269 S.E.2d 60 | Ga. Ct. App. | 1980
FITZPATRICK et al.
v.
HENLEY et al.
Court of Appeals of Georgia.
James W. Friedewald, for appellants.
Steven J. Kyle, John G. Haubenreich, for appellees.
CARLEY, Judge.
Colleen Fitzpatrick, a four-year-old child, was bitten by a large sheep dog while playing in her yard. The dog belonged to Nancy Henley who had let the dog out to run early in the morning of the day on which this incident took place. The Fitzpatricks subsequently brought suit against Henley and her parents. The trial court granted summary judgment for Henley and her parents on the Fitzpatricks' claims.
The basis for Henley's defense lay in her contention that she had no knowledge, prior to the incident in question, of any propensities on the part of the dog for dangerous or vicious behavior. The Fitzpatricks, while not disputing this contention, argue that Henley is liable under the doctrine of negligence per se for allowing the dog to run free and thereby violating the local "leash law" ordinance.
The trial court did not err in granting summary judgment in favor of Henley and against the Fitzpatricks. This court has repeatedly held that "where there is a lack of scienter even the breach of a leash law is not sufficient to hold the owner responsible for the acts of the dog." Jett v. Norris, 133 Ga. App. 596 (2) (211 SE2d 639) (1974). See also Turner v. Irvin, 146 Ga. App. 218 (246 SE2d 127) (1978); Connell v. Bland, 122 Ga. App. 507 (177 SE2d 833) (1970).
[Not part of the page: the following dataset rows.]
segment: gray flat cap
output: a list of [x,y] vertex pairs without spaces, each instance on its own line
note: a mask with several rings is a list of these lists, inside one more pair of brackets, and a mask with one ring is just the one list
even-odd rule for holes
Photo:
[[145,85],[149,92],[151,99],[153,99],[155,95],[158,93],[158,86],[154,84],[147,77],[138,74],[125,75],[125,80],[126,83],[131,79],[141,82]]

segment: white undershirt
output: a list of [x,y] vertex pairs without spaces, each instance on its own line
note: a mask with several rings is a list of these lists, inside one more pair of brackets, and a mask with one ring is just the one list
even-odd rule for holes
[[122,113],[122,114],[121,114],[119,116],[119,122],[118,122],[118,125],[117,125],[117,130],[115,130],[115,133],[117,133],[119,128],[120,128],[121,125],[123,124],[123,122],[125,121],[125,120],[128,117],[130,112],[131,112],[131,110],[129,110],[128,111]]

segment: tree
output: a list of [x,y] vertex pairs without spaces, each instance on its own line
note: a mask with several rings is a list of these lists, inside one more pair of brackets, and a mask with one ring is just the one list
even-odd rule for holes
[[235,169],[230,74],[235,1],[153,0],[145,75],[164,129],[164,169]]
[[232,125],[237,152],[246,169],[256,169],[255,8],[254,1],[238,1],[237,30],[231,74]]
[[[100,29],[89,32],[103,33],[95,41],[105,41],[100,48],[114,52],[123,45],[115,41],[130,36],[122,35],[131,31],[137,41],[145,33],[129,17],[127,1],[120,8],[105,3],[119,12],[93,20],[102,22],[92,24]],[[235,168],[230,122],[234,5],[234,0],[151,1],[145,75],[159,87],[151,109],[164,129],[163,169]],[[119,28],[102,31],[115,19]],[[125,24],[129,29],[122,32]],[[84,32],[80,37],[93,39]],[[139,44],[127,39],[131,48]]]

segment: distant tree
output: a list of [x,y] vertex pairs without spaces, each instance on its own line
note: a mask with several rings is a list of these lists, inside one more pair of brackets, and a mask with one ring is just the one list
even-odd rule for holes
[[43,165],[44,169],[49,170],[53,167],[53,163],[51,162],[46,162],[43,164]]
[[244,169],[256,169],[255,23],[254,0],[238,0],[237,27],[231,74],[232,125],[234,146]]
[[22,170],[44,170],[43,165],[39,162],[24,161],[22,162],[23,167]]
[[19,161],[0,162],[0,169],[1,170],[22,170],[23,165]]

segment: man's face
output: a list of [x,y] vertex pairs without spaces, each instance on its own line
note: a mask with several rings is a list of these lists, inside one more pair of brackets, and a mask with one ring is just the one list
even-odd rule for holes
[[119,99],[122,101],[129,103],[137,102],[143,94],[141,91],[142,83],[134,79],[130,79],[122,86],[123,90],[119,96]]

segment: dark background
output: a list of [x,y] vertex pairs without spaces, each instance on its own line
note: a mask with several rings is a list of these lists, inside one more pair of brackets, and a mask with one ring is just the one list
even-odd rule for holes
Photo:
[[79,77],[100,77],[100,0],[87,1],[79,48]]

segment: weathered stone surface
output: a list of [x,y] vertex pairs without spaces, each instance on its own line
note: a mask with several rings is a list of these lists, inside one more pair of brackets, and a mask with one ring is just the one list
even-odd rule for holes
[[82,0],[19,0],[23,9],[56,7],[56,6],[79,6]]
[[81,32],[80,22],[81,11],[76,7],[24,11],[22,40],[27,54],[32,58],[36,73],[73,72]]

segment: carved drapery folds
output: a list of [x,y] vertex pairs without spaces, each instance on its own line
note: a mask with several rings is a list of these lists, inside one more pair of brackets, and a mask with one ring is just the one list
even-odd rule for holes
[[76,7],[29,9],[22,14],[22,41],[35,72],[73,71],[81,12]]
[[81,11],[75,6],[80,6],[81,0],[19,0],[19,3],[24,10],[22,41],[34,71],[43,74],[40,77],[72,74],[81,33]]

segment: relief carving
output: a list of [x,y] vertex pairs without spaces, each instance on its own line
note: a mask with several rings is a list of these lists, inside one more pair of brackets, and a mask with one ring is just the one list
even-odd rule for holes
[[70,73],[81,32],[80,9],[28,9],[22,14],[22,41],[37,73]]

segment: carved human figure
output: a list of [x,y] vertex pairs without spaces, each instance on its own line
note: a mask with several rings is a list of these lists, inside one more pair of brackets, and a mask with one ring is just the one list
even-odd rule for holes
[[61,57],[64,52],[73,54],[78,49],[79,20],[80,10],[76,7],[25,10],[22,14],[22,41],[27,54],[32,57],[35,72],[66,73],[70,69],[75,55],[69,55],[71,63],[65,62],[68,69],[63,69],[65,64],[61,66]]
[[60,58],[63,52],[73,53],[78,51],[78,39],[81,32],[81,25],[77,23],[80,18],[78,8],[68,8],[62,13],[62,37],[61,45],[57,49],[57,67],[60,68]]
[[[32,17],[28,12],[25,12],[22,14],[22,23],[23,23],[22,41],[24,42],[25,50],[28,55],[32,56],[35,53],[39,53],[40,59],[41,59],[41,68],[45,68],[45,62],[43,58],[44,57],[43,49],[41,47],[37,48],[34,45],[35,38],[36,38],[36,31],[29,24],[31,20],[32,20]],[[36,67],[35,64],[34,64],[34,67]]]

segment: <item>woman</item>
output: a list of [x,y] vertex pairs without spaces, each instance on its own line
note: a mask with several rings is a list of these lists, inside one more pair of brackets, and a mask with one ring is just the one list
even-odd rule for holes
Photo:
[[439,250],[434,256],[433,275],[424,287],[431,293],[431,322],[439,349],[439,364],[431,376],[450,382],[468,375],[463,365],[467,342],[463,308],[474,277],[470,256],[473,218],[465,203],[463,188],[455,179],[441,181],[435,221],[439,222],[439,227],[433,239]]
Proof that the owner of a dog either knew or should have known of the dog's propensity to do the particular act which caused injury *556 to the complaining party is indispensable to recovery against the owner. Banks v. Adair, 148 Ga. App. 254 (251 SE2d 88) (1978). This fundamental principle of law is applicable here and the owner of a dog may not be found liable for an unforeseen and unforeseeable act of the dog simply because the dog was not under the owner's direct control at the time the act took place. As a result, we uphold the trial court's grant of summary judgment exonerating the defendants from liability for this unfortunate occurrence.
Judgment affirmed. Quillian, P. J., and Shulman, J., concur.